Hacker Newsnew | past | comments | ask | show | jobs | submitlogin
Better Python Scraping - Installing lxml and Beautiful Soup (wesleyzhao.com)
36 points by wesleyzhao on June 28, 2011 | hide | past | favorite | 38 comments


Ive scraped dozens of sites beautiful.soup is great, but if you want the job done as quickly and cleanly as possible, PyQuery is thr best.

Its the same as jquery, but in Python.

Working with beatiful soup quickly becomes.long.and messy and tedious

With pyquery, you get what you want with just a couple of CSS 3 selectors simplw and nice

wow android 2.2 is terrible for inputting text


Offtopic: Inputting text with Swype on Android is a breeze once you get used to it.


Hm interesting thought. Any good tutorials/sites I can use to get going on this? Or is it so simple I won't even need that. I find myself scraping a lot, so finding the best lib for that is a priority.

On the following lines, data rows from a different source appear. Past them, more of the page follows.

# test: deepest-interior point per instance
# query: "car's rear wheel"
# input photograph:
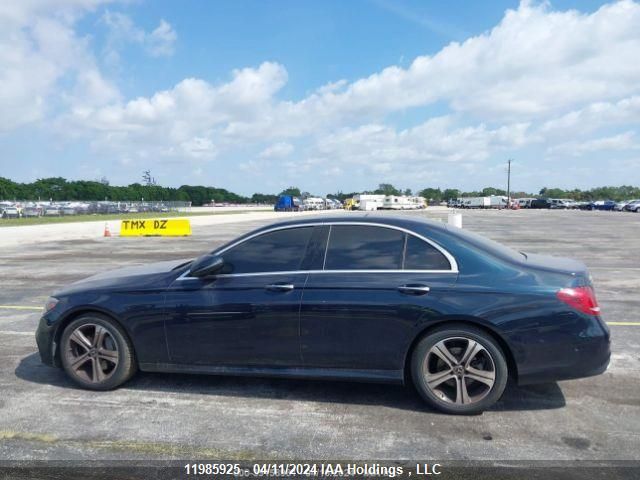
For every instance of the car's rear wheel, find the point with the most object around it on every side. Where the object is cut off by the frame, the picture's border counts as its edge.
(96, 353)
(459, 370)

Just tried this out last week. The docs are pretty sparse, but it seems to mirror the jQuery interface fairly closely so if you're familiar with one, you'll have a fair idea of the other: http://packages.python.org/pyquery/api.html

That's the key advantage as I see it. If I'm scraping something it's often in a hurry and I just want it done. Not having to internalise a new API is a significant win in that respect.

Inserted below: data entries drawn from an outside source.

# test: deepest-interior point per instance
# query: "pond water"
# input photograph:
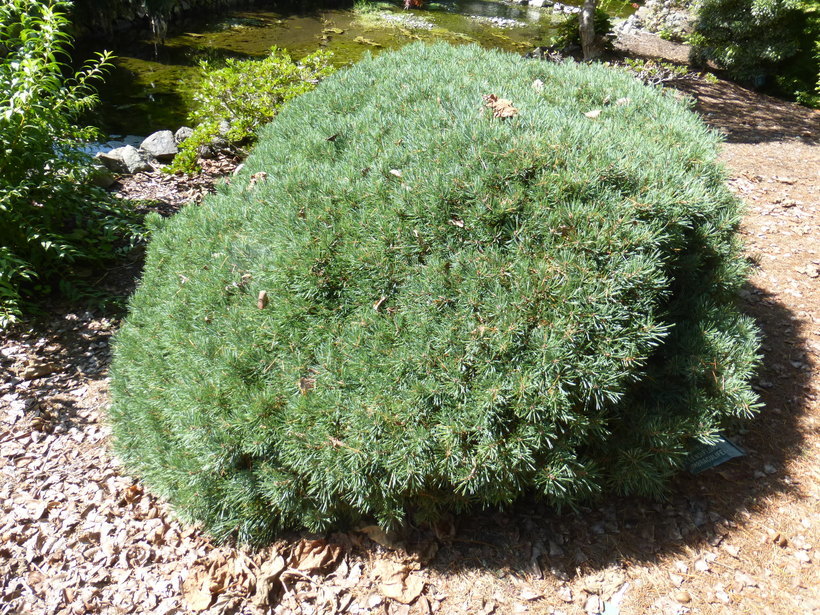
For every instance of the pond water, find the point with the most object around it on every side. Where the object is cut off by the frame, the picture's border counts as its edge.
(149, 88)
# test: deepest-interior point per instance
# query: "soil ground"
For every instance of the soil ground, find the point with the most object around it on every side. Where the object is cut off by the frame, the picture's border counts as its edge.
(78, 536)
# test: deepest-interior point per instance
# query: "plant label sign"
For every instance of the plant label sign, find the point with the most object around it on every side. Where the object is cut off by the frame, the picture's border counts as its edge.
(705, 456)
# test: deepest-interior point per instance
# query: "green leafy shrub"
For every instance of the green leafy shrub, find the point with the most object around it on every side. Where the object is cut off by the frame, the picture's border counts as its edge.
(758, 39)
(244, 95)
(403, 305)
(567, 33)
(52, 218)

I second that, PyQuery is excellent. I've even used it for manipulating an RSS feed: http://pastebin.com/QnF0Li3m


I'm learning python on the fly, but I tend to ask a lot of question on freenode's #python. Installing lxml wasn't so bad. I just did "pip install lxml" (easy_install lxml should work too) on my Debian VPS and home server. Seemed to work for me.

I am sticking with lxml only for my scraping and html5lib to do my richtext parsing.


Glad to hear it was so easy for you! For some reason, before I found a great tutorial, I kept running into errors on my installations. First it was because I didn't even have setuptools installed, then I didn't have some other dev dependencies, then I just got plain stuck. But after I got it up and running it was smooth sailing RE scraping!


Installing development headers is an essential sysadmin skill. Any failed python extension install should make it clear which headers are missing, and you will want to search for the matching package, usually suffixed with "-devel" (at least on Debian and RedHat systems). So if you see an issue with libjpeg, you will look for libjpeg-devel, zlib -> zlib-devel, etc.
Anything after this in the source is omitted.